Ray was sent to a maximum security prison in 1985. He would spend the next twenty years behind bars.
Ironically, if Ray had admitted guilt, he might have been able to shorten his prison sentence to possibly two years. But his insistence that he was innocent seemed to hurt him, as he was repeatedly denied consideration for parole.
During this time, Ray was forbidden to communicate with his children.
"It's very difficult because you wonder about those firsts -- baseball games, first date, graduation -- those are the things that haunt you in a prison cell at three in the morning," he told "20/20."
During his time behind bars, Ray rekindled a relationship with his first love, Norma Kohlscheen, who was certain of his innocence and made it her personal crusade to prove it. In the early 1990s, she hired a new defense attorney, Peter Camiel, and private investigator, Paul Henderson, who began to pick apart the original case against Ray.

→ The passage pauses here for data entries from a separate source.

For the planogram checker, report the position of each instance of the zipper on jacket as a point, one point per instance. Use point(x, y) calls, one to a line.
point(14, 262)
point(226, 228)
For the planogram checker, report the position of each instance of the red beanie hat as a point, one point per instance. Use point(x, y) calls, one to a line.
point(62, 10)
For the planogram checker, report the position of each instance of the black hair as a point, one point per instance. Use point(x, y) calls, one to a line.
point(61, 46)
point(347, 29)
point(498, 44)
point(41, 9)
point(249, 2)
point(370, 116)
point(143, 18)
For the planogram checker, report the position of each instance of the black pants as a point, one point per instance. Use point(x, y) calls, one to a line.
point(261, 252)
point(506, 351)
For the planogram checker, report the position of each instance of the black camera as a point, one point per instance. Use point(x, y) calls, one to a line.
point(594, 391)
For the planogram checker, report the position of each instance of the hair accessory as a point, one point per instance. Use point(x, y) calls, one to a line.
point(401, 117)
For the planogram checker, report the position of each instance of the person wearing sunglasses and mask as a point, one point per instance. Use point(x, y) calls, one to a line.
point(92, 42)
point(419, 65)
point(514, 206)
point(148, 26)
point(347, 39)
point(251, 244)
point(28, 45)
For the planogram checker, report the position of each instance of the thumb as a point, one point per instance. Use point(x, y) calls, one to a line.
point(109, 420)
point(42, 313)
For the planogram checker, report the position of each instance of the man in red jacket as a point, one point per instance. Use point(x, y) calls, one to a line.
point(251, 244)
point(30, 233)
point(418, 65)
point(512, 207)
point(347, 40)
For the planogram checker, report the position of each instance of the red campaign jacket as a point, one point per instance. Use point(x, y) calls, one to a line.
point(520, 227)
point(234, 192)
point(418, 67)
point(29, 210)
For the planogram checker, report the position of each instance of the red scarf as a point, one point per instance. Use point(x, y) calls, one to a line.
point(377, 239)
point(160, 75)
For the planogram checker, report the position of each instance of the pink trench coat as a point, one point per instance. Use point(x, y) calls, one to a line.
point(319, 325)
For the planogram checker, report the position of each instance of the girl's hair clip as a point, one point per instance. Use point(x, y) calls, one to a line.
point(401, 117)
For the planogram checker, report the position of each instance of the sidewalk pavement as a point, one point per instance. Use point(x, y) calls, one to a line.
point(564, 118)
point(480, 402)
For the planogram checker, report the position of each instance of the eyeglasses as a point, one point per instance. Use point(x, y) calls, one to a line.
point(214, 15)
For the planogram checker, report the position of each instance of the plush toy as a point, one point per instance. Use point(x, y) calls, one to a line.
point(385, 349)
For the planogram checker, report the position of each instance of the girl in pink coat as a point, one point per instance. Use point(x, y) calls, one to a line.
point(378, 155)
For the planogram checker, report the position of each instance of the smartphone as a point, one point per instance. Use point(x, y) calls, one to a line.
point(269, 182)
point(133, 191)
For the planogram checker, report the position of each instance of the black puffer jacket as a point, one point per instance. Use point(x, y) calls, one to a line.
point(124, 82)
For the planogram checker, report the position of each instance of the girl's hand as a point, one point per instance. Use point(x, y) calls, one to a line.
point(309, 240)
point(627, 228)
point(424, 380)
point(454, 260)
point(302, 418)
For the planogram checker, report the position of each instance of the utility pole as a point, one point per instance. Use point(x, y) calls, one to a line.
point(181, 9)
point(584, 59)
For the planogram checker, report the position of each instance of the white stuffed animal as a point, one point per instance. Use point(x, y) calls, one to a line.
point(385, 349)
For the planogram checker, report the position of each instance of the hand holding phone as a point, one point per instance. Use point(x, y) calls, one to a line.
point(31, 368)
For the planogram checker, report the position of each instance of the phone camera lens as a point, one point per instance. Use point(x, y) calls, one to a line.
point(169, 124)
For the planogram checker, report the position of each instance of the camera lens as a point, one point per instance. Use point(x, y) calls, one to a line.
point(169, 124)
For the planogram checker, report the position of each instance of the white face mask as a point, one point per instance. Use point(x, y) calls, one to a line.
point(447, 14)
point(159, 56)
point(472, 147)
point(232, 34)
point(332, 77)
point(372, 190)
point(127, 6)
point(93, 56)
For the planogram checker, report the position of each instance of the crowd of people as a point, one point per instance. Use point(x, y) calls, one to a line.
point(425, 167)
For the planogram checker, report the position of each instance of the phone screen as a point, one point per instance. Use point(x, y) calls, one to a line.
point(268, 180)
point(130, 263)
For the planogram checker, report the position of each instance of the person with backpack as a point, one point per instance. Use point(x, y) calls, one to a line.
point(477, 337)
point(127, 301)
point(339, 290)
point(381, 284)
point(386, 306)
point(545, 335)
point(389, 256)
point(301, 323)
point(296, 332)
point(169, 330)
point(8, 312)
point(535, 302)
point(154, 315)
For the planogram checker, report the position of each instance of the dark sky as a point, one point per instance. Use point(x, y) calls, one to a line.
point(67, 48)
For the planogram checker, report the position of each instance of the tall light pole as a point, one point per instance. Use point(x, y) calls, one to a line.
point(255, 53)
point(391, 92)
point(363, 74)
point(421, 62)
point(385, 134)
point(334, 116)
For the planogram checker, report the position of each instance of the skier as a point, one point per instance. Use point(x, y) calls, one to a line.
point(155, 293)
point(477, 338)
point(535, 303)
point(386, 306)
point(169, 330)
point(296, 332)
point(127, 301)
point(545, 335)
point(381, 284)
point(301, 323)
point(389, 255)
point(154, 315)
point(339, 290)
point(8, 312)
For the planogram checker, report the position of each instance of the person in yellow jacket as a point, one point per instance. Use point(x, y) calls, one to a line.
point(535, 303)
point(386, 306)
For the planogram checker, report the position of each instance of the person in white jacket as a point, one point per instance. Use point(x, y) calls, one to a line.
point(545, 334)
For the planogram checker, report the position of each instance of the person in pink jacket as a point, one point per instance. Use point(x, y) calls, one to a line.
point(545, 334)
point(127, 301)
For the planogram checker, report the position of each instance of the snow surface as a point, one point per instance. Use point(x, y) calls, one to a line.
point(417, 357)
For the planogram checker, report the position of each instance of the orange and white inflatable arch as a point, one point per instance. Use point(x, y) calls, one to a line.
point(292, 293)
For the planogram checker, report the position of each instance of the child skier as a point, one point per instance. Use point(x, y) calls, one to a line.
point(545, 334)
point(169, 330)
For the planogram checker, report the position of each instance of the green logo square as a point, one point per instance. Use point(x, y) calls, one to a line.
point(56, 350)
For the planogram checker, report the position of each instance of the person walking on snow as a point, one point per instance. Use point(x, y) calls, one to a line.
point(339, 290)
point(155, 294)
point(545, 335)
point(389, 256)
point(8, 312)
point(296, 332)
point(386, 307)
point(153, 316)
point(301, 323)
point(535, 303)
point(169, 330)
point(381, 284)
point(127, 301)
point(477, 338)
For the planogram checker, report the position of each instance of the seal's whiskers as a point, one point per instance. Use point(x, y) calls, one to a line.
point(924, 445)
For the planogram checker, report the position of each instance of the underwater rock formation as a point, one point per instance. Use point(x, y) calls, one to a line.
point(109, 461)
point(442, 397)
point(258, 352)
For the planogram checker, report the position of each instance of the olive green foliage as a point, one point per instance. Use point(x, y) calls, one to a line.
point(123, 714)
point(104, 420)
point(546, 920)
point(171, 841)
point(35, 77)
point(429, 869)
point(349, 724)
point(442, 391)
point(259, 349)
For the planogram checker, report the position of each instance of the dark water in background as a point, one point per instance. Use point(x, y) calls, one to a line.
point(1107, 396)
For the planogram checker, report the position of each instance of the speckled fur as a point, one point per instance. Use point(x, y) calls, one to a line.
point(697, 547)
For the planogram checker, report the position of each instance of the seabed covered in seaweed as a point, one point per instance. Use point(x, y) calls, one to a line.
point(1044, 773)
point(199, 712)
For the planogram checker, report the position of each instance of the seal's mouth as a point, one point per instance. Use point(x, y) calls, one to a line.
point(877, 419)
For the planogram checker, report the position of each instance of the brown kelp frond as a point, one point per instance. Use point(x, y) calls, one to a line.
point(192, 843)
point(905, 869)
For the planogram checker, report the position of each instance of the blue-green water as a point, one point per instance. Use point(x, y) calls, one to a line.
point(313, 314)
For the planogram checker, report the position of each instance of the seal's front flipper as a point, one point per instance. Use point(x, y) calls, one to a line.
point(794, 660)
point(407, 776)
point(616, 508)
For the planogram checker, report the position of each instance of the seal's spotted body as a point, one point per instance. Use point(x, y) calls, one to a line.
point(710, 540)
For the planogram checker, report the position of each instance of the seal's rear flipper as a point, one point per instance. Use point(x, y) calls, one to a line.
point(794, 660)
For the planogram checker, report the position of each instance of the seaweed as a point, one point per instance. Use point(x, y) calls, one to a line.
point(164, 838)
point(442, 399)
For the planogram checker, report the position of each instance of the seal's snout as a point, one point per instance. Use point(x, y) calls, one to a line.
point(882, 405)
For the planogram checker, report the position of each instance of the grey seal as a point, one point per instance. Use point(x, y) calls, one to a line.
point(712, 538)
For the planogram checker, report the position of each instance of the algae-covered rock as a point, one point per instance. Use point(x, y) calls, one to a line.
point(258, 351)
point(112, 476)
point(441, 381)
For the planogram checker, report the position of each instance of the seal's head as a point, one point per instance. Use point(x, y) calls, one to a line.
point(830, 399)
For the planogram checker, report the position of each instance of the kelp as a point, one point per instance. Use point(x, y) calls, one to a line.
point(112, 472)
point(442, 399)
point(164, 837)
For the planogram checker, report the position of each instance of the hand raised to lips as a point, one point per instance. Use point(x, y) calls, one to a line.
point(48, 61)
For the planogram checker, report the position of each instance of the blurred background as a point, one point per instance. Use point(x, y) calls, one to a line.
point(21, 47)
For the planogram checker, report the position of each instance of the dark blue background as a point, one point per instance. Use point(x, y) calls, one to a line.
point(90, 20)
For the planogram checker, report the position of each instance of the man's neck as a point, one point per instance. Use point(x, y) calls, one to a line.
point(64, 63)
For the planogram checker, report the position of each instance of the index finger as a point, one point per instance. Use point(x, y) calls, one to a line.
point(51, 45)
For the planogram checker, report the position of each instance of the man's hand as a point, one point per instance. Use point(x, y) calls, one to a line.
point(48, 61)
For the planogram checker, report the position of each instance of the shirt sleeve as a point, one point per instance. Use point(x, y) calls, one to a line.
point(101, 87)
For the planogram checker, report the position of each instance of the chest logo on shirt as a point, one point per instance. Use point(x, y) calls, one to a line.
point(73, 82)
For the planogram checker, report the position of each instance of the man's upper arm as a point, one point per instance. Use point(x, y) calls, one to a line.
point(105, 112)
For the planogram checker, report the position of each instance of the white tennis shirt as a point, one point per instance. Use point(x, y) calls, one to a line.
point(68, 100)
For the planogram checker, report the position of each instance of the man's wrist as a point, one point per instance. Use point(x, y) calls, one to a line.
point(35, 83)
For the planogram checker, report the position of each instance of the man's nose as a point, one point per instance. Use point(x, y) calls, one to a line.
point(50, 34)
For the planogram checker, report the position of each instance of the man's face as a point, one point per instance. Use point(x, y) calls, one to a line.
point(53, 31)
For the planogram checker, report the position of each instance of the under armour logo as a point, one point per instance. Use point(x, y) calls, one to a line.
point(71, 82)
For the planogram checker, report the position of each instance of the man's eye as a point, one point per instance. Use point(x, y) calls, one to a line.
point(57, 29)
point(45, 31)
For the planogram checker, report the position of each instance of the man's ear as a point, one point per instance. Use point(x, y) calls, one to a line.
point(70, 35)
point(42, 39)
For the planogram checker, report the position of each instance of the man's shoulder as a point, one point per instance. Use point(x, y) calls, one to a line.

They first re-examined the accusations of repeated rape by Ray's own children which had come after continued interrogation by Detective Sharon Krause. Major flags were raised when they learned that Krause's sessions were in a private hotel room, were not recorded, and that she bought them gifts, candy and ice cream.
"It was Krause's word and only her word as to what the child said to her," Henderson said.
"20/20" interviewed Dr. Stephen Ceci, an expert on child testimony who found fault with Krause's report.
"She says the child said something, but did the child say that initially or was there denial, denial, denial -- and then finally the child makes a disclosure because she wants to terminate what for her has become a harangue?"
Ceci said that by taking kids to a private hotel room, or by buying them cookies, candy or other sweets, as Krause did, the seeds are sown for highly unreliable statements.
To find out other ways the case was tainted, watch "20/20" TONIGHT at 10 p.m. ET
Sharon Krause declined to speak with "20/20."
Another critical point of concern for the defense was Ray's son Matt's denial of abuse for over eight months until he was told he would have to take a polygraph, which he said scared him.